Глава 35
Шла уже вторая неделя с того дня, как Павел под присмотром и руководством Мурдока приступил к работе по расшифровке книги Глумза.
Павел, как мог, затягивал этот процесс. Без конца ссылаясь на усталость, головную боль и плохой сон, он добился того, что работал только три часа утром после завтрака и два часа вечером. Остальное время он проводил в своей комнате, валяясь на постели или прогуливаясь в обществе Мурдока по двору замка, наблюдая за хозяйственными работами центурионов. Иногда, в качестве награды за хорошую работу, Мурдок выводил Павла в старый, заброшенный сад, расположенный на заднем дворе замка, в котором царили тишина, покой и запустение.
Сидя за компьютером с колпаком на голове, Павел старательно изображал кретина, не понимающего, что от него хотят, доводя порою Мурдока до бешенства.

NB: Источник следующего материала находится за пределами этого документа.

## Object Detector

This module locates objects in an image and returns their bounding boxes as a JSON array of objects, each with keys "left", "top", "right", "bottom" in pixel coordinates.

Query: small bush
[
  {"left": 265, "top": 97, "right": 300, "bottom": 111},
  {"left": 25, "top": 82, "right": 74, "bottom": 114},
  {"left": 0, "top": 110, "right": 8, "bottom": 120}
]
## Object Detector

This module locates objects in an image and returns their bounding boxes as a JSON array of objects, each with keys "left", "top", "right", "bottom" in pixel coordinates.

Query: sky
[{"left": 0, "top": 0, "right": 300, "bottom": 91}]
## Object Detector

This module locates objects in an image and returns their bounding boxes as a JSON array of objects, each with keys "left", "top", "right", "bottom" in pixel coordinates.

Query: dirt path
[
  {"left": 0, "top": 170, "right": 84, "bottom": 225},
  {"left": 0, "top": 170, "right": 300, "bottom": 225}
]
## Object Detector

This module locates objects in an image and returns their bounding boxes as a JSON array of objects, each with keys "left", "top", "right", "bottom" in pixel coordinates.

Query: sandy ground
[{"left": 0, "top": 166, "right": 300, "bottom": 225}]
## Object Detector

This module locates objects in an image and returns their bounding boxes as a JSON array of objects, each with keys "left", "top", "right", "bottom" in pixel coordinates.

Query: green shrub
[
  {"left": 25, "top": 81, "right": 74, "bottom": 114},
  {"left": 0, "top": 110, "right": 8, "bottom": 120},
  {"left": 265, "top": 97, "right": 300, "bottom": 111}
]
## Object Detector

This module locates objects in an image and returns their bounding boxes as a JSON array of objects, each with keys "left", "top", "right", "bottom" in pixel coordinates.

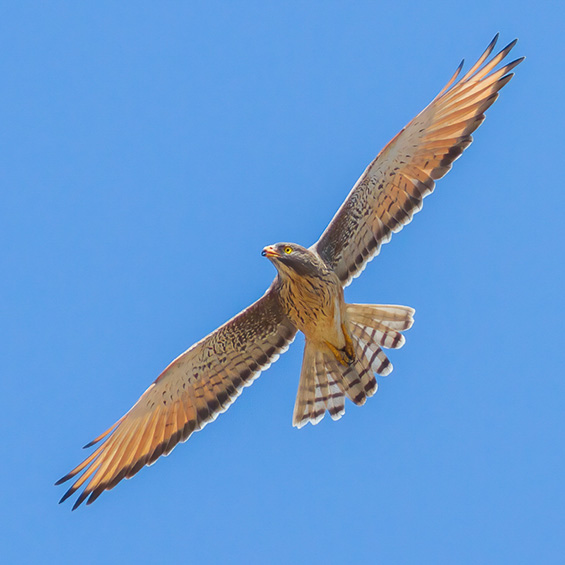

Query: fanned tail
[{"left": 292, "top": 304, "right": 414, "bottom": 428}]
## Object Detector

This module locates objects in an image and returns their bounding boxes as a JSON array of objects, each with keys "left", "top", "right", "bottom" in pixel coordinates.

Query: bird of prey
[{"left": 57, "top": 35, "right": 523, "bottom": 510}]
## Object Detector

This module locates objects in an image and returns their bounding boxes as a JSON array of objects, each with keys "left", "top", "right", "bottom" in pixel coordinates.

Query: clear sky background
[{"left": 0, "top": 0, "right": 565, "bottom": 564}]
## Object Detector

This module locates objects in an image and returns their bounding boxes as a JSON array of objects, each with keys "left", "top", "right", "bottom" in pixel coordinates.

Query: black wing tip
[
  {"left": 59, "top": 487, "right": 76, "bottom": 504},
  {"left": 487, "top": 31, "right": 500, "bottom": 50},
  {"left": 71, "top": 490, "right": 90, "bottom": 512},
  {"left": 55, "top": 473, "right": 74, "bottom": 487}
]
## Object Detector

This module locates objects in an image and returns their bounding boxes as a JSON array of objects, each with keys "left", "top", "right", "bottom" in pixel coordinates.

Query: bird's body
[
  {"left": 265, "top": 243, "right": 346, "bottom": 349},
  {"left": 57, "top": 37, "right": 522, "bottom": 509}
]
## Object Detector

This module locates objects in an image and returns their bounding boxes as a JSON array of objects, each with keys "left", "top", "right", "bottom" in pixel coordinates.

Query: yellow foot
[
  {"left": 326, "top": 326, "right": 355, "bottom": 367},
  {"left": 341, "top": 324, "right": 355, "bottom": 364}
]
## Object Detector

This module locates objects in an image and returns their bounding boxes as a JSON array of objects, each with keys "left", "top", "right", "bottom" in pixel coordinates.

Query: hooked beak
[{"left": 261, "top": 245, "right": 281, "bottom": 259}]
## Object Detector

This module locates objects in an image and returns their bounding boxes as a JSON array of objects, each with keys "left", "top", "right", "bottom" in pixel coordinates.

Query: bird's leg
[
  {"left": 326, "top": 324, "right": 355, "bottom": 367},
  {"left": 341, "top": 324, "right": 355, "bottom": 365}
]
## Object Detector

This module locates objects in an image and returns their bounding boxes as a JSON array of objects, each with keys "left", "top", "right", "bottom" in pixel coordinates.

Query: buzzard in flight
[{"left": 57, "top": 36, "right": 522, "bottom": 510}]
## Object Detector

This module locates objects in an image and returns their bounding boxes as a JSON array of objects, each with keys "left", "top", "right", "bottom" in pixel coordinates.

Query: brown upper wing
[
  {"left": 312, "top": 35, "right": 523, "bottom": 286},
  {"left": 56, "top": 286, "right": 296, "bottom": 510}
]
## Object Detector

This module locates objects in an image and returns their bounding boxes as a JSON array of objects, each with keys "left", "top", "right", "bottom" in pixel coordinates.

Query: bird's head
[{"left": 261, "top": 243, "right": 320, "bottom": 277}]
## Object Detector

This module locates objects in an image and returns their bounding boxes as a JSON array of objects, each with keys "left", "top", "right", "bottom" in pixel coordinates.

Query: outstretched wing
[
  {"left": 312, "top": 35, "right": 523, "bottom": 286},
  {"left": 56, "top": 286, "right": 296, "bottom": 510}
]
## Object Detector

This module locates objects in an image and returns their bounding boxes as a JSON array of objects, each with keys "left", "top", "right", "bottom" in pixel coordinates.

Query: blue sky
[{"left": 0, "top": 1, "right": 565, "bottom": 564}]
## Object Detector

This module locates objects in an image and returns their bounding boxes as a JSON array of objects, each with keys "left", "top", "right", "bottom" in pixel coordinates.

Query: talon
[
  {"left": 341, "top": 324, "right": 355, "bottom": 365},
  {"left": 326, "top": 341, "right": 351, "bottom": 367}
]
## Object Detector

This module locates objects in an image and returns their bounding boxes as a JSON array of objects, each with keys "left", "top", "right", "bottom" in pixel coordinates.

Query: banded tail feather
[{"left": 292, "top": 304, "right": 414, "bottom": 428}]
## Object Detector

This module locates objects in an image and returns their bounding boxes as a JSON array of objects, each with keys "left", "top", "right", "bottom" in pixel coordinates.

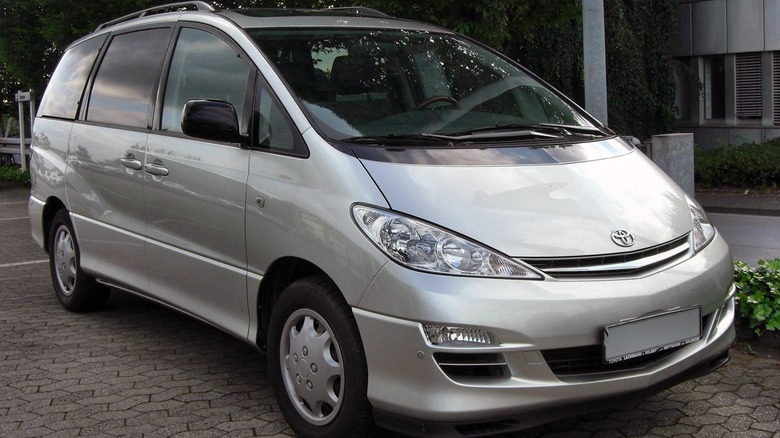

Он смотрел на монитор невидящими глазами, не слушал, что говорил ему Мурдок, вместо размышления над очередной фразой прокручивал в голове какие-нибудь яркие воспоминания из прошлой жизни, читал про себя стихи, тарахтел скороговорками, вспоминал сюжетные повороты любимых книг и фильмов.
Для Мурдока его ухищрения не оставались незамеченными, но он не особенно обращал на них внимание, поскольку, несмотря ни на что, страницы книги понемногу заполнялись словами.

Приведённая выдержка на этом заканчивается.